An I&O Research study in July 2020 revealed that 12 percent of Dutch people who do not want to be vaccinated do so mainly out of mistrust about the vaccine and its long-term consequences.
Vaccination is a choice?
To further reinforce the notion of vaccination as a choice, article eleven of the Dutch constitution states the right to inviolability of the body. Article eight of the European Convention on Human Rights states that every person has the right to determine his own physical integrity.
However, according to individuals involved in travel companies, full vaccination is requested for employees and travellers, since it makes everyone feel safer. Camping expert ACSI, which is organizing roughly forty group trips throughout Europe for Dutch and German campers this year, is one of the companies requiring immunization. “Both tour guides and participants indicated that they think it is important that everyone is vaccinated. Then, you have to make a choice. If we hadn’t done it, we would have had more cancellations. The choice is more or less imposed on us by our customers and staff,” says manager Pieter Melieste.
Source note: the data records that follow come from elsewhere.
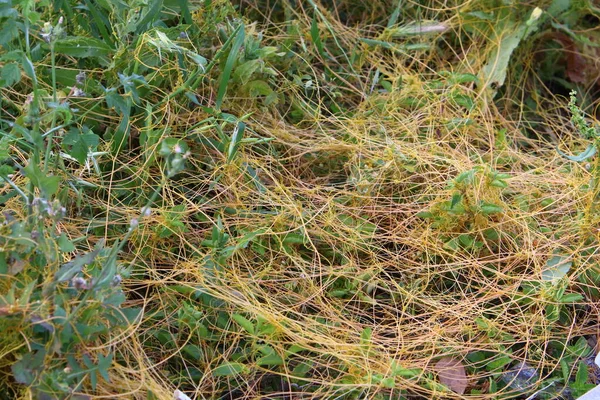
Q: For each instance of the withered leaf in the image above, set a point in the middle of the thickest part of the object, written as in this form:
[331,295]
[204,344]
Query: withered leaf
[452,373]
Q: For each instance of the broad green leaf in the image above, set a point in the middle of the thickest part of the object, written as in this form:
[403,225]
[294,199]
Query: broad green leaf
[509,34]
[83,47]
[10,74]
[64,244]
[70,269]
[229,369]
[81,144]
[47,184]
[270,359]
[490,208]
[152,12]
[243,72]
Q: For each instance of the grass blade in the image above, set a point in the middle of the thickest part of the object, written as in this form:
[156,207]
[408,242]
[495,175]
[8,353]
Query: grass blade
[231,58]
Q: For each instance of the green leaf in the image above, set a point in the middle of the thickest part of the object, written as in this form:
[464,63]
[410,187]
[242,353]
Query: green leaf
[456,199]
[236,138]
[152,13]
[10,74]
[28,68]
[582,374]
[556,268]
[244,323]
[64,244]
[81,144]
[490,208]
[509,35]
[270,359]
[302,369]
[571,298]
[244,71]
[83,47]
[70,269]
[231,58]
[229,369]
[8,32]
[195,352]
[47,184]
[315,35]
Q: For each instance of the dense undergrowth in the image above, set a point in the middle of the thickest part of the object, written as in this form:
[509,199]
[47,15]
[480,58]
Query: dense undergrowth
[298,199]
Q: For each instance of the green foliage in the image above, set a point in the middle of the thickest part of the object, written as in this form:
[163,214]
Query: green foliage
[255,184]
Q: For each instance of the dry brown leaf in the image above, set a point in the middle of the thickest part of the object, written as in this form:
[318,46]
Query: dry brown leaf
[576,63]
[452,374]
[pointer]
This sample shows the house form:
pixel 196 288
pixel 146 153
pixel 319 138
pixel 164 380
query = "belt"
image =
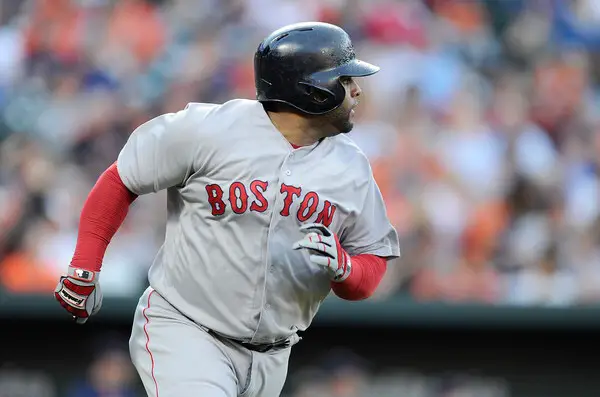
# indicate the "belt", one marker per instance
pixel 260 348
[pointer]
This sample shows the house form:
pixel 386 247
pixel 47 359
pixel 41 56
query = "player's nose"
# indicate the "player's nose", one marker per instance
pixel 355 89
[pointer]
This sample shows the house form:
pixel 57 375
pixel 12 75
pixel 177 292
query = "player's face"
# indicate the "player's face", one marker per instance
pixel 340 120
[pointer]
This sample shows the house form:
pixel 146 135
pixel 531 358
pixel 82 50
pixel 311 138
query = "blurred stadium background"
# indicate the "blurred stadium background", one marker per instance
pixel 483 129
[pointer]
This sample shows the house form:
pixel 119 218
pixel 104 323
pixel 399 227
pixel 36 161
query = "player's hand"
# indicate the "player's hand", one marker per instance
pixel 79 293
pixel 327 251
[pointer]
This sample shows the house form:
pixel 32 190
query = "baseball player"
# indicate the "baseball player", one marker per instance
pixel 270 208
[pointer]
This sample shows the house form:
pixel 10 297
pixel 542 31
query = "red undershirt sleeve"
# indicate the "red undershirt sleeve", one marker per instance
pixel 103 213
pixel 367 272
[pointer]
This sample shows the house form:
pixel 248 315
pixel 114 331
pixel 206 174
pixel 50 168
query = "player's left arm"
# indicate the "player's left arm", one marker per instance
pixel 357 259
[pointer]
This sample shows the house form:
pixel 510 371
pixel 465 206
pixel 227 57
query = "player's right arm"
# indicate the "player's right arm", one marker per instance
pixel 159 154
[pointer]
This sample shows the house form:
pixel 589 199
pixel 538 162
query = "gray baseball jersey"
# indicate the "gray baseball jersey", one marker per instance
pixel 237 194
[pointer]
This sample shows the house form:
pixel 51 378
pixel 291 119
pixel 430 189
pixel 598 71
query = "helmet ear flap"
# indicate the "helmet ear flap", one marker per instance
pixel 318 95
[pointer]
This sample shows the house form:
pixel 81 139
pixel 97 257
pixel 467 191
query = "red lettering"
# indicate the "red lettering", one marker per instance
pixel 254 187
pixel 238 197
pixel 325 217
pixel 308 206
pixel 290 192
pixel 215 199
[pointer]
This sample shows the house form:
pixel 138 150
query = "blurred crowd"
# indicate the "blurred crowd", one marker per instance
pixel 482 129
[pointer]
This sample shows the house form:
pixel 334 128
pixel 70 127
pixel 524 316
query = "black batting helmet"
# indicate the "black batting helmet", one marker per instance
pixel 301 64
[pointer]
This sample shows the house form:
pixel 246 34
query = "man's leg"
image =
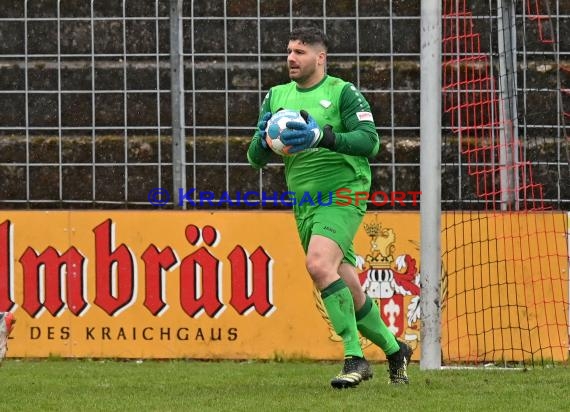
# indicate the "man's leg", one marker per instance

The Ministry of Health opposes businesses implementing their own corona policies. On the other hand, “we will not judge that this is not permitted,” a spokeswoman added. It’s still uncertain whether a vaccination requirement is lawful in this country. On this, legal scholars disagree. Some professors believe that, an alternative, such as a negative test result, should always be an option. Others stress the autonomy of businesses in determining what constraints they impose on customers.
With the considerably more contagious Delta version, the proportions are unquestionably different. Experts believe that if a vaccinated person contracts this variant, they will spread it more quickly. As a result, the United States is reconsidering making it compulsory for vaccinated people to wear a face mask. Even vaccinated people are likely to carry a large amount of Delta virus particles for the first few days, although this amount decreases quickly compared to unvaccinated people.
“Delta has changed the rules of the game during the match,” says Martijn Luijsterburg, DNA researcher at the Leiden University Medical Centre. “The question is whether a super spreader spreads much less virus after vaccination,” says Luijsterburg. “We do not know that. The bottom line is that vaccination does not offer a guarantee against infection.”